A filha do médium revelou que os abusos aconteciam em casa, no carro, nos passeios que faziam em família e em quartos da residência de amigos.

Segundo Dalva, os abusos duraram até seus 14 anos, quando ela engravidou de um homem que trabalhava para o pai e foi espancada por ele:

— Meu pai descobriu que eu estava grávida, me bateu muito, com vara de ferrão, com aquele negócio de laçar boi que tem uma bola de cimento na ponta. Aí falou que eu não ia casar.
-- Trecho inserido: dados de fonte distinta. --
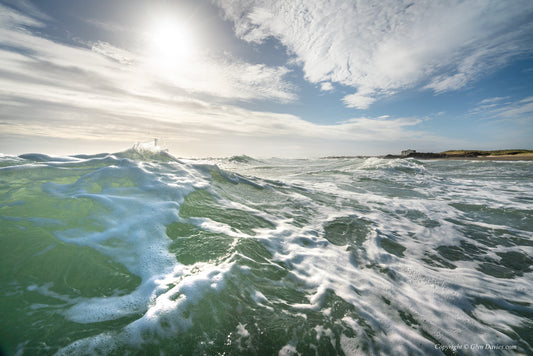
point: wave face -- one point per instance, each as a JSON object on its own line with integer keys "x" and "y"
{"x": 139, "y": 252}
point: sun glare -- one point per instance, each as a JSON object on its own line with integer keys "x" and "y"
{"x": 169, "y": 42}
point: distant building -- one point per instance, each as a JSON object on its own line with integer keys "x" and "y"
{"x": 408, "y": 152}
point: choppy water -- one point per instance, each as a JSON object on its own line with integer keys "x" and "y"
{"x": 141, "y": 253}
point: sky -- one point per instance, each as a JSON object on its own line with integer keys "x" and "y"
{"x": 265, "y": 78}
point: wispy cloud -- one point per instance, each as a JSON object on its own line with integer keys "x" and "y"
{"x": 381, "y": 47}
{"x": 101, "y": 92}
{"x": 504, "y": 108}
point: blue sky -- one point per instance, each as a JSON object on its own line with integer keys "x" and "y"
{"x": 265, "y": 78}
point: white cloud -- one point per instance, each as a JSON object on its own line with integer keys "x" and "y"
{"x": 102, "y": 93}
{"x": 503, "y": 108}
{"x": 326, "y": 86}
{"x": 380, "y": 47}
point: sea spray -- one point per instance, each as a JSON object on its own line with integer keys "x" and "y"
{"x": 141, "y": 252}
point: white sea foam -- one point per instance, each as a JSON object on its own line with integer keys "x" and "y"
{"x": 401, "y": 256}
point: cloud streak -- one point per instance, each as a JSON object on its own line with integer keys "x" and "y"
{"x": 382, "y": 47}
{"x": 100, "y": 92}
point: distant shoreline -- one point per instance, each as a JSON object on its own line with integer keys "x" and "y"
{"x": 459, "y": 155}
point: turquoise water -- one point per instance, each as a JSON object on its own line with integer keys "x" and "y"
{"x": 141, "y": 253}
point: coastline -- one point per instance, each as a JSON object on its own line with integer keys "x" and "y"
{"x": 525, "y": 157}
{"x": 451, "y": 157}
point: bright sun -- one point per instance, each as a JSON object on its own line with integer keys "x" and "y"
{"x": 169, "y": 42}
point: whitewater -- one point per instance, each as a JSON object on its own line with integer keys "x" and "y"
{"x": 139, "y": 252}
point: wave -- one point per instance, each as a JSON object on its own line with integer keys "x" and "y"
{"x": 138, "y": 252}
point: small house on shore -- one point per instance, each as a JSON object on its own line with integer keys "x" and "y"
{"x": 408, "y": 152}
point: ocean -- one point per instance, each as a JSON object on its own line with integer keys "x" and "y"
{"x": 142, "y": 253}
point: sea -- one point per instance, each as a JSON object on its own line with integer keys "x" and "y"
{"x": 142, "y": 253}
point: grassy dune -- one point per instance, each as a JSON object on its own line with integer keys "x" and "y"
{"x": 474, "y": 153}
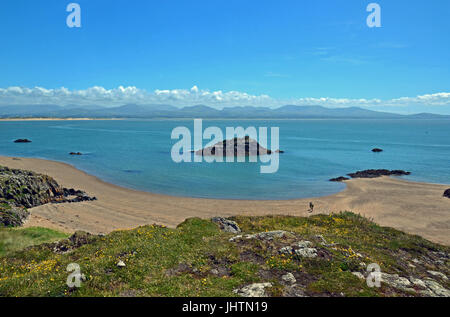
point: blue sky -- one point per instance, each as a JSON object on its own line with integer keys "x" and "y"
{"x": 283, "y": 49}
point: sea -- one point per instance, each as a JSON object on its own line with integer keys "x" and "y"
{"x": 137, "y": 154}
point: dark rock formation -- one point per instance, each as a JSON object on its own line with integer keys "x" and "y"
{"x": 339, "y": 179}
{"x": 236, "y": 147}
{"x": 226, "y": 225}
{"x": 447, "y": 193}
{"x": 20, "y": 189}
{"x": 377, "y": 173}
{"x": 27, "y": 189}
{"x": 22, "y": 141}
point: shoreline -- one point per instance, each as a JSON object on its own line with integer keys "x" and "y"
{"x": 205, "y": 119}
{"x": 413, "y": 207}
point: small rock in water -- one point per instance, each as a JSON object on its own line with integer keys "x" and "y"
{"x": 289, "y": 278}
Me bateu muito, eu fui para o hospital muito machucada, fora de si — relatou Dalva a “Veja” — Aí eu saí do hospital e fui para casa da minha tia acompanhada de enfermeira, porque eu estava sangrando pela vagina, porque estava grávida. Ele pisou muito na minha barriga. Ele falava: “eu vou te matar, eu vou te matar, você está grávida”.

Com fala simples, cometendo por vezes erros de português, mas com relatos precisos, Dalva contou que essa relação de abuso e violência a marcaram para o resto de sua vida:

— Descontei tudo na bebida, na droga. Entrei nessa por desespero, mágoa, sofrimento, porque o pai que conheci com quase 10 anos não foi um pai. Foi minha destruição.